University staff, specifically naming Penn Hillel and Lauder College House, received threatening antisemitic emails. Magill said earlier this week the FBI joined the university’s investigation into the emails. The investigation is still ongoing. On Nov. 4, Penn junior Tara Tarawneh was arrested after allegedly stealing an Israeli flag from the front of a Campus Apartments house near Penn’s campus.
“Upon submitting the results of the investigation to the District Attorney’s Office, charges of Theft and Receiving Stolen Property were approved against the suspect, who was arraigned on November 5th,” DPS wrote in a statement.
Online reports citing a clip of a speech from a pro-Palestinian rally in Center City on Oct. 28 suggested that Tarawneh called the Hamas attacks on Oct. 7 “glorious” and said she felt “empowered and happy” when Hamas invaded Israel. The theft of the Israeli flag was reported the same day.
Reports like these are making Jewish students feel unsafe, one Penn senior told PGN, requesting anonymity.

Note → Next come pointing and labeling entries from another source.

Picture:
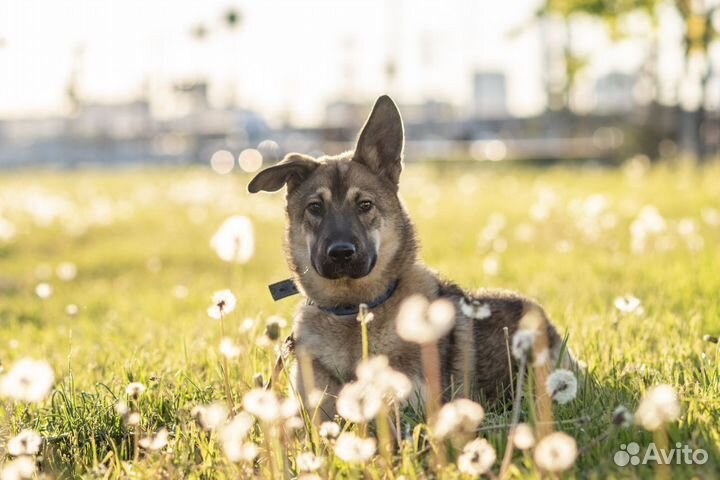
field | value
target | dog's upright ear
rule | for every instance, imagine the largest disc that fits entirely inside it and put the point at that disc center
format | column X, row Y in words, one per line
column 292, row 170
column 381, row 141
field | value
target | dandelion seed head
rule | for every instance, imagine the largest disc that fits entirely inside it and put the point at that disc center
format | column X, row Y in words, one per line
column 422, row 322
column 555, row 452
column 628, row 304
column 477, row 458
column 294, row 423
column 309, row 462
column 561, row 385
column 353, row 449
column 659, row 405
column 27, row 381
column 523, row 437
column 132, row 419
column 329, row 430
column 19, row 469
column 121, row 408
column 224, row 302
column 27, row 442
column 234, row 241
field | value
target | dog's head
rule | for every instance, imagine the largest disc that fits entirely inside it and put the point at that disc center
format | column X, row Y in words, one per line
column 345, row 220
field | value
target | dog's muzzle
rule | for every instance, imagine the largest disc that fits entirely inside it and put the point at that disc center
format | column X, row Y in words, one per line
column 343, row 258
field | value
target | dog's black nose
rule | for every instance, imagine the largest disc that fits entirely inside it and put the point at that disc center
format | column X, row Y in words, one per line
column 341, row 252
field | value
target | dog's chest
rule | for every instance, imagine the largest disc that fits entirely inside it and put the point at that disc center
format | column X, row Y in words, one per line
column 336, row 342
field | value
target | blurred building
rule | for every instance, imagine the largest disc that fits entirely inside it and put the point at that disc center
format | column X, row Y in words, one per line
column 489, row 95
column 614, row 94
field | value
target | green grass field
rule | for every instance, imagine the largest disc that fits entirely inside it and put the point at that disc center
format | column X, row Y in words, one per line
column 146, row 273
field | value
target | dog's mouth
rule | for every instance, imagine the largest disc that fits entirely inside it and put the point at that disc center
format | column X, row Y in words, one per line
column 333, row 270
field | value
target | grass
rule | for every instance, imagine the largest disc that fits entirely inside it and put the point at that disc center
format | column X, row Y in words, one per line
column 136, row 235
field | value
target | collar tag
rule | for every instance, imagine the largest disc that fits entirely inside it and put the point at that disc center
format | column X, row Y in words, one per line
column 282, row 289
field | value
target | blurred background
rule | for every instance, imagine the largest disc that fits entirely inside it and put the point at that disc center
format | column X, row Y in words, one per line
column 180, row 82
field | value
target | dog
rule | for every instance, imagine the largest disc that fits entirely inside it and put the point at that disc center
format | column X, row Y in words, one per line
column 350, row 241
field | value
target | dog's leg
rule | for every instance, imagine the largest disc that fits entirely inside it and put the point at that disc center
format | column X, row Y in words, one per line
column 318, row 388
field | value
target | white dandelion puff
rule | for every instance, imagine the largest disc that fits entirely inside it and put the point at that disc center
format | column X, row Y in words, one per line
column 132, row 419
column 522, row 342
column 477, row 458
column 523, row 437
column 420, row 321
column 263, row 404
column 329, row 430
column 309, row 462
column 121, row 408
column 43, row 290
column 475, row 309
column 234, row 241
column 135, row 389
column 353, row 449
column 224, row 302
column 659, row 405
column 27, row 381
column 27, row 442
column 19, row 469
column 359, row 401
column 555, row 452
column 155, row 442
column 459, row 415
column 561, row 385
column 628, row 304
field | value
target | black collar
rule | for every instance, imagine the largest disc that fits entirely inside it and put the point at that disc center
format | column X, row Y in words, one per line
column 287, row 288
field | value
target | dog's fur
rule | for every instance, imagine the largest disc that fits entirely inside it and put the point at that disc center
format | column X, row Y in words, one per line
column 327, row 201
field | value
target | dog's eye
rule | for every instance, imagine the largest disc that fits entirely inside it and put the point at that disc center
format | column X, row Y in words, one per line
column 315, row 208
column 365, row 206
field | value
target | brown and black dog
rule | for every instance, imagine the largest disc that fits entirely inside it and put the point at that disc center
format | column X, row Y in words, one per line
column 349, row 241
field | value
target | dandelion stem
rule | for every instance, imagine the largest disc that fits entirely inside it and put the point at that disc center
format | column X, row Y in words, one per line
column 431, row 369
column 517, row 404
column 662, row 470
column 363, row 318
column 507, row 349
column 467, row 358
column 226, row 376
column 384, row 437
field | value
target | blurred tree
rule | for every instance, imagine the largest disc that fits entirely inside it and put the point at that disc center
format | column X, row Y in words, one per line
column 233, row 19
column 698, row 33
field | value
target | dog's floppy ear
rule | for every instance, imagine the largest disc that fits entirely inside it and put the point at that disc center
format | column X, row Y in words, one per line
column 381, row 141
column 291, row 170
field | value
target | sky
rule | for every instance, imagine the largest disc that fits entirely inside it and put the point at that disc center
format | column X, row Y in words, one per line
column 287, row 59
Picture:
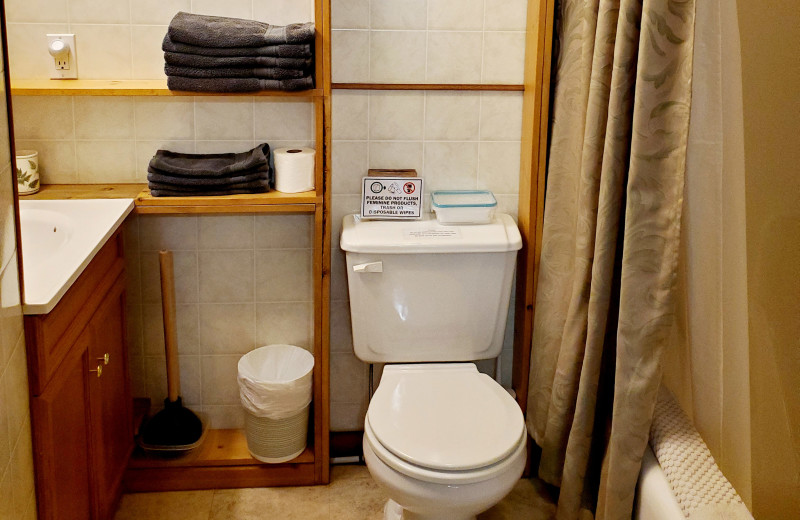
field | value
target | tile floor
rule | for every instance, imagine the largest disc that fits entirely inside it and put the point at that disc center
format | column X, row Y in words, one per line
column 351, row 495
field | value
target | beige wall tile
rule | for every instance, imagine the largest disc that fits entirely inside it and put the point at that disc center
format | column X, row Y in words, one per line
column 100, row 11
column 454, row 57
column 506, row 15
column 157, row 12
column 283, row 275
column 167, row 232
column 226, row 276
column 350, row 165
column 451, row 166
column 57, row 162
column 160, row 118
column 103, row 117
column 350, row 14
column 104, row 51
column 186, row 284
column 230, row 416
column 283, row 12
column 394, row 154
column 225, row 231
column 285, row 323
column 350, row 114
column 106, row 161
column 36, row 11
column 224, row 146
column 27, row 49
column 224, row 118
column 190, row 391
column 219, row 383
column 277, row 231
column 227, row 328
column 350, row 56
column 397, row 57
column 341, row 328
column 231, row 8
column 390, row 14
column 451, row 116
column 455, row 15
column 396, row 115
column 44, row 117
column 348, row 378
column 501, row 116
column 148, row 58
column 498, row 168
column 503, row 57
column 276, row 120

“The climate is totally against Jewish students since the war,” they told PGN. “You can be a member of a peace group, but it doesn’t matter. I have been told my mere existence is evidence of genocide. Who do I report that to? We just have to live with it — and we know the longer the war goes on, the worse it will get. If like me, you are also queer, your life will be under constant threat.”
Some campuses have been too lax and others too restrictive in efforts to deal with these antisemitic actions. Columbia University is suspending Students for Justice in Palestine (SJP) and Jewish Voice for Peace (JVP) as official student groups through the end of the fall term. The move is roundly criticized as punitive and an attack on free speech and Palestinian students.
The Anti-Defamation League and Louis D. Brandeis Center for Human Rights Under Law sent a joint letter to nearly 200 college presidents urging them to investigate campus chapters of SJP for potential violations of federal and state laws against providing material support to terrorism.
But is anti-Israel rhetoric actually a terroristic threat or even antisemitic?
The inability of college campuses, law enforcement and even Congress to tease out the difference is making it less safe for Jews in the U.S. and elsewhere. At the March on Washington, there was resistance to any critique of Israel or even calls for a ceasefire, with CNN commentator and former Obama administration official Van Jones getting chanted down when he suggested a humanitarian ceasefire was needed with thousands calling “no ceasefire” in response — a disturbing response to a call for peace by a Black progressive there in solidarity.
A march solely against antisemitism in France on Nov. 12 saw 100,000 mostly peaceful protesters standing in solidarity against anti-Jewish hate. Among the marchers were politicians on both sides of the aisle, including the prime minister (equivalent to the U.S. Speaker of the House), Élisabeth Borne, whose Jewish father survived Auschwitz, but took his life when she was 11, who said at the outset of the march that when it came to antisemitism, the nation “must let nothing pass.”
What can’t be ignored in the U.S. is that Jews here are an historically marginalized group and rising antisemitism has long been associated with rising fascism. So antisemitic attacks are inevitably an historical marker that fascism is indeed on the rise: Jews have long been targeted by groups like the KKK and other white nationalists.
A CNN analysis last month noted: “Recent antisemitism is also a reflection of destructive forces tearing at American and western European societies, where stability and democracy are already under pressure.”How that will play out in the coming weeks if the war continues as it has remains to be seen. But in a country with a long history of antisemitism that included turning Jewish refugees away during the Holocaust, it could become increasingly difficult — and unsafe — to be Jewish in the U.S.